Two years ago, this blog reported on a study by a University of Chicago researcher that finds employee whistleblowers detect more corporate fraud than any source of detection. Now Dallas News columnist Will Deener has reviewed the same research by Adair Morse. The study is about to be published in The Journal of Finance. Of the pool of 216 cases of corporate fraud from 1999 to 2004, whistleblowers detected the fraud in 17% of the cases — more than any other group. Short sellers came in second, uncovering the fraud in 14.5% of the cases. Analysts were third, with 13.8%. The Securities and Exchange Commission (FCA) detected only 6.6%.

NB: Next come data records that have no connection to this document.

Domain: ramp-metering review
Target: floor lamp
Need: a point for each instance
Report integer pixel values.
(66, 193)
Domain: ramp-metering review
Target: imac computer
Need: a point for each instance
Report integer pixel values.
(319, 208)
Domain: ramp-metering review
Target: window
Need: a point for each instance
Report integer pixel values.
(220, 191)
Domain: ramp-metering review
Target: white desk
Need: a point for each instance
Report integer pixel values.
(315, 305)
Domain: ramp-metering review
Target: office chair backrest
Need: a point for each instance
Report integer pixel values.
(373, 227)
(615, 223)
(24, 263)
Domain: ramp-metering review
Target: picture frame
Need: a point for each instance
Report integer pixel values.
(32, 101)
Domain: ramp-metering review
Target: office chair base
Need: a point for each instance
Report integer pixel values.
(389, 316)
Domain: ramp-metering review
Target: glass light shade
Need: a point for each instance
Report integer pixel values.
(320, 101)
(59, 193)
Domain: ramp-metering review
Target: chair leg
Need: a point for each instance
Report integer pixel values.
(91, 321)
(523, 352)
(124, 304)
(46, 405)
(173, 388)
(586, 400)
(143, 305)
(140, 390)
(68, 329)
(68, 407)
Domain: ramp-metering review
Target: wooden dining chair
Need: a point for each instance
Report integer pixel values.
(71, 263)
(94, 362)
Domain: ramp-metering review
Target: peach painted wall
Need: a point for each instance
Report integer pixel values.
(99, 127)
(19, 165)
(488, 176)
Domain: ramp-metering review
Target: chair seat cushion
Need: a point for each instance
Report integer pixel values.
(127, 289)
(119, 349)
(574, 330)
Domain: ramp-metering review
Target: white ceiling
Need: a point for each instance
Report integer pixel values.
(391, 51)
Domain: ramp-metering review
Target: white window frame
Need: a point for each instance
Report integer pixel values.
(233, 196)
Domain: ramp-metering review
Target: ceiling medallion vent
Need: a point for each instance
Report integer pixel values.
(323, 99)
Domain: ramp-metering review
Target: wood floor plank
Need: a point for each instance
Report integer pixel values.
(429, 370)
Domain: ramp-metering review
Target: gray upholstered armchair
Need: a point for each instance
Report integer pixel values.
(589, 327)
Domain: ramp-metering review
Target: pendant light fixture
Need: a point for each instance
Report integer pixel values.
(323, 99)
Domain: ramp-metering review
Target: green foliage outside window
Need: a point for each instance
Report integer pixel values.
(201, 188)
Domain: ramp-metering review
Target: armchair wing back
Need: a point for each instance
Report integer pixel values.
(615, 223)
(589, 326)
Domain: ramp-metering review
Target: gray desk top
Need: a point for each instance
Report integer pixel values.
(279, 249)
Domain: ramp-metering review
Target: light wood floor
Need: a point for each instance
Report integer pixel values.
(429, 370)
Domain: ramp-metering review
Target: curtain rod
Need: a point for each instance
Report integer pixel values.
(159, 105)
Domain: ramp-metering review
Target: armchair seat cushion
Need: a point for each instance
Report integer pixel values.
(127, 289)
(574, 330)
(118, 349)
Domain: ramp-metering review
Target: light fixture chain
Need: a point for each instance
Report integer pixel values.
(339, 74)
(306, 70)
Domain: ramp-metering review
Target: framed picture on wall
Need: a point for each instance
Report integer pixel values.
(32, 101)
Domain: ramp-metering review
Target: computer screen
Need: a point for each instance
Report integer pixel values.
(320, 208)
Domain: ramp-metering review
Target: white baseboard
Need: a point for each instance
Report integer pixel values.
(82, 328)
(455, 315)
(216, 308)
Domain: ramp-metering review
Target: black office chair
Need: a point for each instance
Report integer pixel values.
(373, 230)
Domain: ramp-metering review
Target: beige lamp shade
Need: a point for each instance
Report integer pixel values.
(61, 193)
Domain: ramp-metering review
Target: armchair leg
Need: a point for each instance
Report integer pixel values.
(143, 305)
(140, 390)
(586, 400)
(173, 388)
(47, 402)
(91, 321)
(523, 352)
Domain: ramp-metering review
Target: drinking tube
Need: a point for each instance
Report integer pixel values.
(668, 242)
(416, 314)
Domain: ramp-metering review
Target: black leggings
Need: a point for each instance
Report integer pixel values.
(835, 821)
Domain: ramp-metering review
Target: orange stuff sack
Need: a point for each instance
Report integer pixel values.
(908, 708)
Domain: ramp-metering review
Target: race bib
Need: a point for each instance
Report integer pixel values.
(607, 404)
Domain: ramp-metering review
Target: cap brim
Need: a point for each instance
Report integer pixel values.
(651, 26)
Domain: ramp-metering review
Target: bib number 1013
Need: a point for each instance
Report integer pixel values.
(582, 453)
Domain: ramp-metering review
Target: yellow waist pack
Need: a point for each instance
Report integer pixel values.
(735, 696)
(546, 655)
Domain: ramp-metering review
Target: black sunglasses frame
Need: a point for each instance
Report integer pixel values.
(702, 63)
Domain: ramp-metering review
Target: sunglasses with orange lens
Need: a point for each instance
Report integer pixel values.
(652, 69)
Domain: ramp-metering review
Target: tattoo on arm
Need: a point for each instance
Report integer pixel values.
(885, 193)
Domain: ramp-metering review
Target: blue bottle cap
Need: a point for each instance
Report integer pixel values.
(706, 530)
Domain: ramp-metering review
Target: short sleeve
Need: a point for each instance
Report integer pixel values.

Morse also finds that the qui tam reward for whistleblowers in the False Claims Act (FCA) is a powerful inducement to encourage employees to detect and report fraud. In the health care industry, where most FCA qui tam cases arise, the rate of whistleblower detection jumps to 41% — a testament to the value of rewarding whistleblowers.
The finding about the role of whistleblowers as fraud detectors matches what the PriceWaterhouseCoopers Global Economic Crime Survey and the Transparency International 2009 Global Corruption Report: Corruption and the Private Sector (GCR) found. Whistleblowers, not government agencies, are the best detectors of fraud.